En 1896 presentó en la Exposición Internacional de Viena el cuadro Secretos públicos, que causó buena impresión entre los visitantes. Al año siguiente obtuvo por fin un galardón, al recibir el primer premio en el concurso del cartel anunciador de las ferias vallisoletanas. A eso se sumó la mención honorífica que se le concedió en la Exposición Nacional de 1904. En 1907, el Ayuntamiento quiso hacerle un velado homenaje a quien posiblemente era el pintor de más renombre y aceptación en la Valladolid de finales del siglo XIX, pero que no había alcanzado el reconocimiento nacional que por sus méritos merecía. Se le encomendó decorar su espacio más representativo, el Salón de recepciones, con suelo cubierto de maderas nobles y muros y bóvedas con decoración neo-renacentista. Estaba reservado a actos protocolares, y por ello se buscó a un artista de prestigio que realizara murales de gran formato. Fue el trabajo más ambicioso acometido por él y su magnífico resultado estético hasta hoy se puede ver.

En 1914 creó, en compañía del dibujante Ricardo Huerta, Arte Castellano, una pequeña academia con la cual se proponía contribuir a la formación de los futuros pintores. Desafortunadamente, solo alcanzó a iniciar aquel proyecto pedagógico, pues al año siguiente falleció. La muerte vino así a poner fin a una vocación y una trayectoria artística admirables.

Quienes lo conocieron, cuentan que, además de bondadoso, era extremadamente modesto. Eso pudo haberlo privado de tener en vida el reconocimiento que le fue tan esquivo. Nunca se preocupó de exponer sus cuadros públicamente, lo cual llevó en 1903 a que un crítico local se quejara de este modo: “Lástima que Osmundo cierre su caja de colores a las miradas de los fervientes devotos del arte”. Cuando murió, sus amigos organizaron una muestra con algunos de sus cuadros. Solo fue en 1984 cuando se pudo ver, entre el 4 y el 22 de diciembre, la que en rigor es su primera exposición, patrocinada por la Caja de Ahorros Popular de Valladolid. La coordinó Jesús Urrea, quien también redactó el texto del programa.
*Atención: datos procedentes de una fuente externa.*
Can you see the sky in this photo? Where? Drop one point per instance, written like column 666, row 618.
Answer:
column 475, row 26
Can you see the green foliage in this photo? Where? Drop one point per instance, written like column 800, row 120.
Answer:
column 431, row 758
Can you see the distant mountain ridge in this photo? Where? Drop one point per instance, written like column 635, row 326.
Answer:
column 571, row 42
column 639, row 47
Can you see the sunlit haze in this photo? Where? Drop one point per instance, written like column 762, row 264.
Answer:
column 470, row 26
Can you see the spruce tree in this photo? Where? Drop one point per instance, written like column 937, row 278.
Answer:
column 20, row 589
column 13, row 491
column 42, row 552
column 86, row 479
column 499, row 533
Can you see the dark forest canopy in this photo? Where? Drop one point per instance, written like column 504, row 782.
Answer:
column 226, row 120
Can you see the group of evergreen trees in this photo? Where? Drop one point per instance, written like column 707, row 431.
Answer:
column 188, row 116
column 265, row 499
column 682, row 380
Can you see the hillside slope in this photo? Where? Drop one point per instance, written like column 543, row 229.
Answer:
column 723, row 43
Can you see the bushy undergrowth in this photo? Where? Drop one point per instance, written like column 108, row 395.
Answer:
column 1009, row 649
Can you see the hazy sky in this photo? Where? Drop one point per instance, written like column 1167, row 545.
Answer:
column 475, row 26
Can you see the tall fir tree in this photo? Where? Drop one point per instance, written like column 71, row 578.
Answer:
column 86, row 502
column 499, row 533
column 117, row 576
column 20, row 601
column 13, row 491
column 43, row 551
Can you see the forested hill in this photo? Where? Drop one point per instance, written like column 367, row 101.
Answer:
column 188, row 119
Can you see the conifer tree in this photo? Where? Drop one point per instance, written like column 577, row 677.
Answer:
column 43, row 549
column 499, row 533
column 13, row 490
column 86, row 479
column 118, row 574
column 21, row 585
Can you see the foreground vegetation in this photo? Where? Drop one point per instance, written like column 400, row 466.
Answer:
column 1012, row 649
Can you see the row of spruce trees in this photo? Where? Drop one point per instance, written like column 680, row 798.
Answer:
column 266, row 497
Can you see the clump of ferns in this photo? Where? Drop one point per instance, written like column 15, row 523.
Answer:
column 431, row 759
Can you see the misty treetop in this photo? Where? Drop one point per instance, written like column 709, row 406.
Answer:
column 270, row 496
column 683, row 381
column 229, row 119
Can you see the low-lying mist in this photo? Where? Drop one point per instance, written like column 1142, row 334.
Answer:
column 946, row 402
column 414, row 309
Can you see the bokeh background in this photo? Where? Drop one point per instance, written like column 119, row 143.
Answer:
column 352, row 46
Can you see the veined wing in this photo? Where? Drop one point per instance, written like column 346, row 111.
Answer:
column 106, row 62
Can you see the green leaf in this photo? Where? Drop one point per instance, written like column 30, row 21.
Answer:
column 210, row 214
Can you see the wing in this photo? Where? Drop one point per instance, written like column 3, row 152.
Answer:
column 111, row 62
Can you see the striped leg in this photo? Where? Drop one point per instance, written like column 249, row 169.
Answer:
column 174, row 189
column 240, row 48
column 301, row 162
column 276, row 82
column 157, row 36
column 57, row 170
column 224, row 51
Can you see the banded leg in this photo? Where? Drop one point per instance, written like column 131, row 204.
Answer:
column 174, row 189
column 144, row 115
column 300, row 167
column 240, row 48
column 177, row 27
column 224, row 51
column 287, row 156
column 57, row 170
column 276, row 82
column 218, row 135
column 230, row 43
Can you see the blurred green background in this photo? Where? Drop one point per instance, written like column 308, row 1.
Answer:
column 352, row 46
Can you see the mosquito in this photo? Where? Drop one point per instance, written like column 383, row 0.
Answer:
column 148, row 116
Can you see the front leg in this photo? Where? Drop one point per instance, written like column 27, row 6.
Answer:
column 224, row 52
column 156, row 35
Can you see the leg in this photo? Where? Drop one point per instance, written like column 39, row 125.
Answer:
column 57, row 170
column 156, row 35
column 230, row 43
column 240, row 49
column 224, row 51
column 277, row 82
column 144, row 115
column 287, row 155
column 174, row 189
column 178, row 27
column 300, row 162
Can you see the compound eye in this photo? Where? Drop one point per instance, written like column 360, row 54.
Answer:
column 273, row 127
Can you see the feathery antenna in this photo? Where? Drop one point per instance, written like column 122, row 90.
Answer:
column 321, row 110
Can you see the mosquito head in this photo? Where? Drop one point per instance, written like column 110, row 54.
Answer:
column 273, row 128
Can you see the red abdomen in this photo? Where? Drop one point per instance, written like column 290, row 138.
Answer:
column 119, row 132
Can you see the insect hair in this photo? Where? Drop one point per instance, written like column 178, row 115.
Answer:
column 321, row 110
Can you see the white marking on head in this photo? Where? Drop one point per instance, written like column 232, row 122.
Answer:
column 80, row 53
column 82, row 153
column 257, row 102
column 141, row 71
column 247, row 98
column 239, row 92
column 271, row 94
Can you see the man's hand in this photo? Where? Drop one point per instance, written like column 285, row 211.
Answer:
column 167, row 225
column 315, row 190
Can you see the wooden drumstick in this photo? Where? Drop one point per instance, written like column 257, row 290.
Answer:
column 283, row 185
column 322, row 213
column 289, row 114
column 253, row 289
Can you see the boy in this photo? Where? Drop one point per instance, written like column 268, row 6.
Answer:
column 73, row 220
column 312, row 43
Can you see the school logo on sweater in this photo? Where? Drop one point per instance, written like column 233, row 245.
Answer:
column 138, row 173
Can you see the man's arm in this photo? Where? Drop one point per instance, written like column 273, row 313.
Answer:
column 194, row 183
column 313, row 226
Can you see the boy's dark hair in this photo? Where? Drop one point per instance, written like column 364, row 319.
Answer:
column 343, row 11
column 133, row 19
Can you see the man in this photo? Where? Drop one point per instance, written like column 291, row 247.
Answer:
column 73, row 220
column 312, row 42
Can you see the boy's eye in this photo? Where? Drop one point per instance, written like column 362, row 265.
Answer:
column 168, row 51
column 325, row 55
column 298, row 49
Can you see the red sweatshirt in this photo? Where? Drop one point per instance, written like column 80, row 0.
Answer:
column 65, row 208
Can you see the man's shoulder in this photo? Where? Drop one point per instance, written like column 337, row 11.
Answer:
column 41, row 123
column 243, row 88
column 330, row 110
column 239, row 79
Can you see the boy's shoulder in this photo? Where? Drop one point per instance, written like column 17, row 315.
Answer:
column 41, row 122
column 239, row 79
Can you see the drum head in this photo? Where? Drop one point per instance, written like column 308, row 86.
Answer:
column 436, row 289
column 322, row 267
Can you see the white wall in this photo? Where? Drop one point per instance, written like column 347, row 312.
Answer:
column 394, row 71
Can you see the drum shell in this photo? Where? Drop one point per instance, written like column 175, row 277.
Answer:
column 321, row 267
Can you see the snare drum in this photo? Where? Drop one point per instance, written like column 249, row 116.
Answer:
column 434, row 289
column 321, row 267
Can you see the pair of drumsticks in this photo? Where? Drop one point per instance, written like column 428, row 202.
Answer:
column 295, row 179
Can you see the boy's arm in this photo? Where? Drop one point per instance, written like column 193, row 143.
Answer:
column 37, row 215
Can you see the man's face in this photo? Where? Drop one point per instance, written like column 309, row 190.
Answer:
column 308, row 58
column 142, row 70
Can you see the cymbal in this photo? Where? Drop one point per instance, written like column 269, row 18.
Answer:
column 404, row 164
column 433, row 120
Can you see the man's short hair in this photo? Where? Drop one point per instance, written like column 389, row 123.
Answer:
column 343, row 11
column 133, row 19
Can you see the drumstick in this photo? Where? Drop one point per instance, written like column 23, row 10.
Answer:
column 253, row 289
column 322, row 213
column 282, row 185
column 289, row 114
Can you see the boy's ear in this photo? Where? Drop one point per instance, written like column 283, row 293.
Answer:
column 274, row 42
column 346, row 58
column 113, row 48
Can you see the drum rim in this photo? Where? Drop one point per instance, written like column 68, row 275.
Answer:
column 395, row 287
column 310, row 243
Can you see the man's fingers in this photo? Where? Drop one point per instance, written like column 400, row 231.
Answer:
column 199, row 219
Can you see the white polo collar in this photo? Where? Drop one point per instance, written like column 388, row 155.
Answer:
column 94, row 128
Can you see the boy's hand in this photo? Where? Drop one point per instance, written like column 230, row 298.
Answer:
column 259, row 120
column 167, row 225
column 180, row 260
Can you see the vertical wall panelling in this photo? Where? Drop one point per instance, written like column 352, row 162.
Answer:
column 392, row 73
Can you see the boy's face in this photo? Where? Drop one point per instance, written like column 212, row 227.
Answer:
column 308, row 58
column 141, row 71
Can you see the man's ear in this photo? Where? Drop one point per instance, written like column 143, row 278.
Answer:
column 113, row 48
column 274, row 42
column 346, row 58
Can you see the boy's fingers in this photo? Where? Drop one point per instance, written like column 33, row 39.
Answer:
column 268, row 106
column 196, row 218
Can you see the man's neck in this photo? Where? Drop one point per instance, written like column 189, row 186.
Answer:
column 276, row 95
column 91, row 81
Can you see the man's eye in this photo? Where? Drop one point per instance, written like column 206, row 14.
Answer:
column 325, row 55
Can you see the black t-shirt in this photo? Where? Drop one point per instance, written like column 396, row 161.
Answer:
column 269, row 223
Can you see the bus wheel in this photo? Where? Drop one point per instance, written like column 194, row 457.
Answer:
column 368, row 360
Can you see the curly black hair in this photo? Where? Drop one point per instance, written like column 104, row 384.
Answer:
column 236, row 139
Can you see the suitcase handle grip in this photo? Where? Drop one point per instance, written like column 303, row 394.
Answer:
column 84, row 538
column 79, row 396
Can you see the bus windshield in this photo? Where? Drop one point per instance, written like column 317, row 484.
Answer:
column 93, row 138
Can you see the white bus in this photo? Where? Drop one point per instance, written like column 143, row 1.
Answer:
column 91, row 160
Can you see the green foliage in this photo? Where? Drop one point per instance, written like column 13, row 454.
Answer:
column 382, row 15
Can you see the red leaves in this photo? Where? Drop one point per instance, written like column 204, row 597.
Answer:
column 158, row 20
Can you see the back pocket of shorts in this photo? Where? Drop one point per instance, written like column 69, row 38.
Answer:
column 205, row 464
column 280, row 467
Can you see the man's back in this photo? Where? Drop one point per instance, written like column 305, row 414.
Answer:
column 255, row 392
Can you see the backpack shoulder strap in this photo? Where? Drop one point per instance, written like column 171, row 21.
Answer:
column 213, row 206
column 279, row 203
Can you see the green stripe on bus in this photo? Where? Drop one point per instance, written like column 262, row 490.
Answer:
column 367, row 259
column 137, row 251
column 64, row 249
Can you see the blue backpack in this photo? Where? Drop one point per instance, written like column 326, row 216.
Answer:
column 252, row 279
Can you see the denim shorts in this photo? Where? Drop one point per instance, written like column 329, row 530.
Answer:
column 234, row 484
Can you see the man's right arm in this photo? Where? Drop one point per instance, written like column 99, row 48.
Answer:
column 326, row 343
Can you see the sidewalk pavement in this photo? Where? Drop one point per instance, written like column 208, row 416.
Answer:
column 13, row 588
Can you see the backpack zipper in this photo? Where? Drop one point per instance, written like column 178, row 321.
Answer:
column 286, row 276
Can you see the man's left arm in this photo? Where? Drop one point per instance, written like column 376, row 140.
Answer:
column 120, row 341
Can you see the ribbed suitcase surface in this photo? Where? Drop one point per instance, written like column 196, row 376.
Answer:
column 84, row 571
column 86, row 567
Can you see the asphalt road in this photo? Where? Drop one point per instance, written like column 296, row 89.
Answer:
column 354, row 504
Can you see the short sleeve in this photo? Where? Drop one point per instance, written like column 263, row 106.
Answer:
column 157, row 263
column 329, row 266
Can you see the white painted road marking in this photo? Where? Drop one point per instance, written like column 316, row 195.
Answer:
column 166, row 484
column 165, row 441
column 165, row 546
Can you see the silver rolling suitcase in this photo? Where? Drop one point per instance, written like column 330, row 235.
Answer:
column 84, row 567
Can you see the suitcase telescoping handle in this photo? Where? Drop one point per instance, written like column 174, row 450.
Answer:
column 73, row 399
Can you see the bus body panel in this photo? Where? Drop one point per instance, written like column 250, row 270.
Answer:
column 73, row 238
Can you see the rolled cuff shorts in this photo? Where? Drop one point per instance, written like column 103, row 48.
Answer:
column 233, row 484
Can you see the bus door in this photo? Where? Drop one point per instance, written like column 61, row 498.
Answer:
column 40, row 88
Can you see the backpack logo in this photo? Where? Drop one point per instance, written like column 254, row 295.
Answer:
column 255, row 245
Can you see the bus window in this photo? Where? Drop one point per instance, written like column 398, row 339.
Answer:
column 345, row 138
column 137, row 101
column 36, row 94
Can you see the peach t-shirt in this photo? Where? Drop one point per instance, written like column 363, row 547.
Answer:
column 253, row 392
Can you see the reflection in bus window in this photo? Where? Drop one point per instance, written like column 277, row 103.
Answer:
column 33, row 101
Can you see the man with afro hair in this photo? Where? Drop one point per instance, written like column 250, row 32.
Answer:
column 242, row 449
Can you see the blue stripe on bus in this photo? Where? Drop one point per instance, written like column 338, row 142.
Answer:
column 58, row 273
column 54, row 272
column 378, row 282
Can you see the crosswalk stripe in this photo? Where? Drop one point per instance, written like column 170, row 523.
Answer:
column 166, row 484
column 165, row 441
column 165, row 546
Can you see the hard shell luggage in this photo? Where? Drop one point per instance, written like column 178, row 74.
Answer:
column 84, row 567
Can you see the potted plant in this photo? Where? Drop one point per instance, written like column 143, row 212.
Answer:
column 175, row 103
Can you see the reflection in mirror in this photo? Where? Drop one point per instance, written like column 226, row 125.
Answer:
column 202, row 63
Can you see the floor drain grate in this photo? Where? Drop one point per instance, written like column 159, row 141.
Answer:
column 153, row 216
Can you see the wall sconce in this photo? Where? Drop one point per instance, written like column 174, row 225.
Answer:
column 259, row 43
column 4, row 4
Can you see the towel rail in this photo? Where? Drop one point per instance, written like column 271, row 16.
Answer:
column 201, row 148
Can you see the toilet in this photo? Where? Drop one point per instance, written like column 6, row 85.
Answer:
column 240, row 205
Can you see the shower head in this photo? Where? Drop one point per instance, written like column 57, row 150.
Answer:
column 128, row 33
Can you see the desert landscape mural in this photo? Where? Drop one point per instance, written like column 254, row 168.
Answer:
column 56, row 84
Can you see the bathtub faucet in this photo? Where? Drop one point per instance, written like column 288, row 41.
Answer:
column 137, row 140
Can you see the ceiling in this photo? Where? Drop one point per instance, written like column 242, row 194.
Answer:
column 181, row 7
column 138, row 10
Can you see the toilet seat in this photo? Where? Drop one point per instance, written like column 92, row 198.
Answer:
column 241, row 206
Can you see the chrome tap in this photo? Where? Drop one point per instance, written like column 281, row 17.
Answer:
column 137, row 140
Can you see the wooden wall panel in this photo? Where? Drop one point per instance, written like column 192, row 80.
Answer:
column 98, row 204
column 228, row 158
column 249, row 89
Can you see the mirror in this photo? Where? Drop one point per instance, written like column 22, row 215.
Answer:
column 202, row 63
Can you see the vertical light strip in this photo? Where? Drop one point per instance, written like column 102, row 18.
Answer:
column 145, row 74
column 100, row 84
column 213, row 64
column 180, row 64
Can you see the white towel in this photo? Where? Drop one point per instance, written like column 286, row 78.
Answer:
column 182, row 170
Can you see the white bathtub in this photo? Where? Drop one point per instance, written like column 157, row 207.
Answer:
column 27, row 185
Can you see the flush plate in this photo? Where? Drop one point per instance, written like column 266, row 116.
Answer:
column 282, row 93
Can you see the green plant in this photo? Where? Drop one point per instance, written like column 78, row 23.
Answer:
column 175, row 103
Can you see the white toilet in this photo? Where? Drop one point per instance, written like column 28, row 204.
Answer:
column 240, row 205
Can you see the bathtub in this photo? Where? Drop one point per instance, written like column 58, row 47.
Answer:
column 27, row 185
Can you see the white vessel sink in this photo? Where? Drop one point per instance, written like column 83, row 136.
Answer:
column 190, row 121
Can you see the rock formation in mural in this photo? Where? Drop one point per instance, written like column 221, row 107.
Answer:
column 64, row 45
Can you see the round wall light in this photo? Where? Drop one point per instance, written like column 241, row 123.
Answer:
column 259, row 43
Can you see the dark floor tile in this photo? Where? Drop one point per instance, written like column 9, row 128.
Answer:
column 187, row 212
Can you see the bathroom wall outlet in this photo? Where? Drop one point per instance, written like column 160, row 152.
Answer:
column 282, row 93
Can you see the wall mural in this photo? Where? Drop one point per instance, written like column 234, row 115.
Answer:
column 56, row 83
Para muchos, significó la oportunidad de descubrir al más profesional de los artistas locales de su momento.

En los Estudios críticos (1886), de Rafael María de Merchán, encontré esta anotación: “El señor Gabriel Osmundo Gómez se distingue en Valladolid como pintor, y los periódicos de aquella población ponderan su último cuadro al óleo, que representa una escena tomada de una leyenda de Zorrilla”. Ese cuadro se puede ver en la Casa Museo dedicada al autor del Don Juan Tenorio.